The company’s financial performance so far this year has been robust. In the first quarter, its after-tax adjusted operating income zoomed nearly 42% from the prior year, while its operating return on average equity jumped 480 basis points to 16.2%. The company realized record-high earnings in retirement segment and achieved a 22% increase in U.S. Individual Life earnings amid initial contribution from in-force business acquired from Hartford Financial Services Group Inc (NYSE:HIG). Continued growth in these segments is expected. The company sees defined benefit risk transfer as an emerging market for its organic business growth, as private sector defined benefit plan assets top $2.2 trillion.

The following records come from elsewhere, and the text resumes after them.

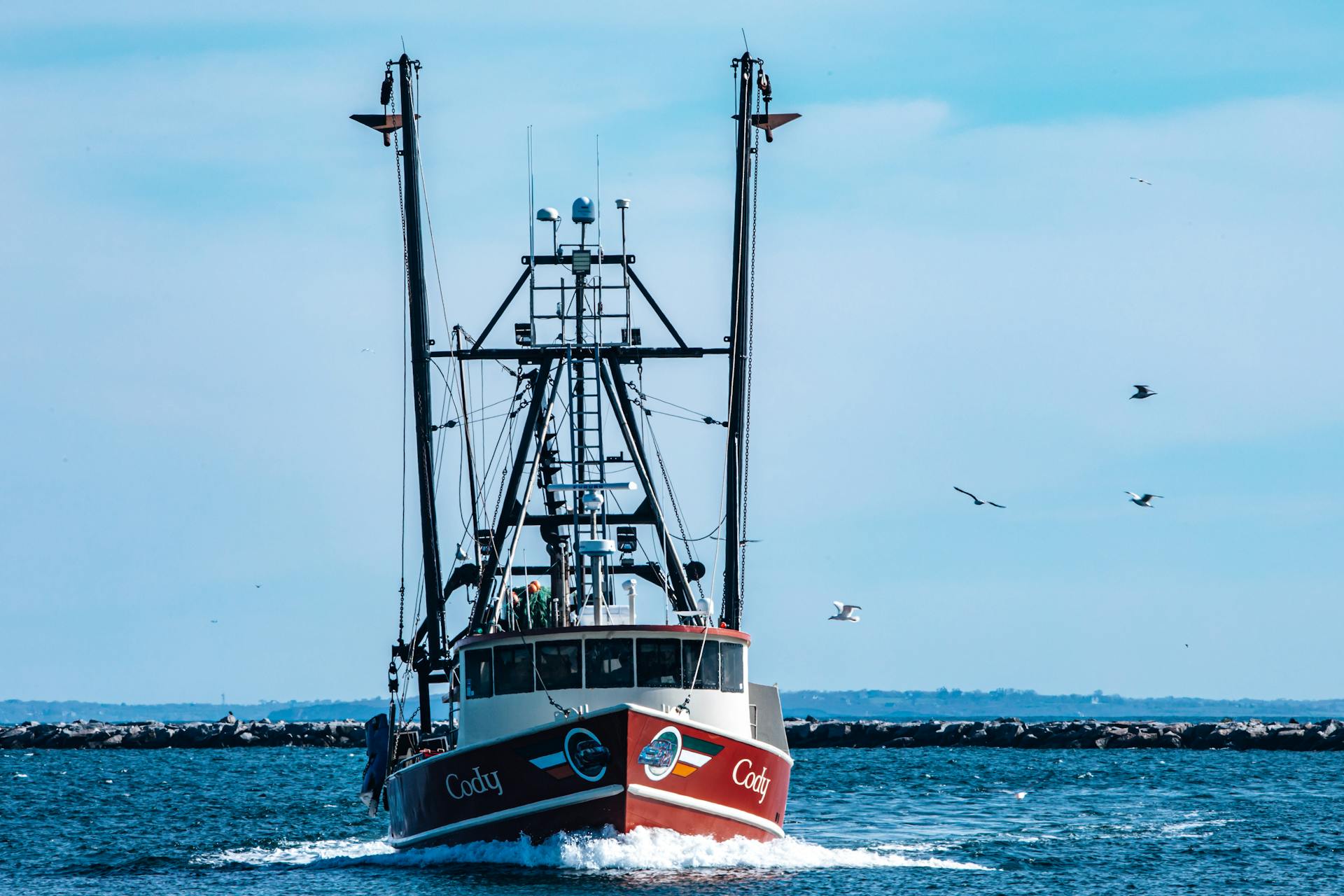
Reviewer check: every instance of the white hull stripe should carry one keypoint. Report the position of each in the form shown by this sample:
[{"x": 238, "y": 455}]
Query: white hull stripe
[
  {"x": 694, "y": 758},
  {"x": 546, "y": 762},
  {"x": 545, "y": 805},
  {"x": 706, "y": 806}
]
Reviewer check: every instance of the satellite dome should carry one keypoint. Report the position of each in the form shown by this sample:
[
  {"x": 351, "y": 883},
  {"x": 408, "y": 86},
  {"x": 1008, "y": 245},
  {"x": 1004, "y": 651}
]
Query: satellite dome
[{"x": 584, "y": 211}]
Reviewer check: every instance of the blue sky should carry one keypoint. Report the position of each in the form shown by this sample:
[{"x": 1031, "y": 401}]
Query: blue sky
[{"x": 958, "y": 284}]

Prudential Financial Inc (NYSE:PRU) offers a dividend yield of 2.4% on a payout ratio of only 19%. The expected EPS CAGR of 12.5% for the next five years coupled with this low payout ratio suggests high potential for further dividend growth in the future. Prudential Financial Inc (NYSE:PRU) is trading at a 20% discount to its book value and a 33% discount to its industry, based on the price-to-book ratios.
Protective Life
Protective Life Corp. (NYSE:PL) has also pursued the acquisition path. In April, the company struck a deal to acquire MONY Life Insurance Company from Europe’s second largest insurer, AXA SA, for $1.06 billion. The acquisition will expand Protective Life Corp. (NYSE:PL)’s life insurance portfolio and will be accretive to earnings starting this year. Protective Life Corp. (NYSE:PL) suspended share repurchases for 2013 due to MONY Life Insurance Company acquisition.
The company has been adjusting its product mix to boost margins and profitability. The insurer’s actual operating performance exceeded plans in each of the past three years. In its latest earnings report for the first quarter, the company reported “higher life sales, moderation in variable annuity sales, solid performance in the investment portfolio, and continued robust spreads in the stable value segment.” It saw a continued expansion in account balances in its annuities segment, with balances up 18% from the prior year. Life marketing sales were especially robust and 24% above plan. The latest acquisition looks likely to help the insurer surpass its financial performance plan presented earlier this year, which saw operating EPS almost flat compared to the actual operating EPS from the year earlier and 2014 operating EPS up 10.5% from 2013.
Protective Life Corp. (NYSE:PL) pays a dividend yield of 2.1% on a payout ratio of 21% of the current-year EPS estimate. Given its low payout ratio and the forecast EPS CAGR of 8% for the next five years, it may be concluded that dividends have room to grow in the future. The stock is trading at a 30% discount to book value. While the stock does not have the strongest underlying EPS growth trend, its recent acquisition makes it better positioned for long-term growth.
Symetra Financial
Symetra Financial Corporation (NYSE:SYA), which sells group health, retirement and life insurance, and employee benefits, has nearly six decades of operating history. It is also known as an insurer in which Warren Buffett’s Berkshire Hathaway Inc. (NYSE:BRK.B)-controlled entities hold sizable stakes; see what companies Buffett loves. Retirement, benefits, and individual life account for 56%, 26%, and 18% of its pretax adjusted operating income. In its portfolio valued at $27.4 billion at the end of the March quarter, the share of products with fixed maturities stood at 85.2%.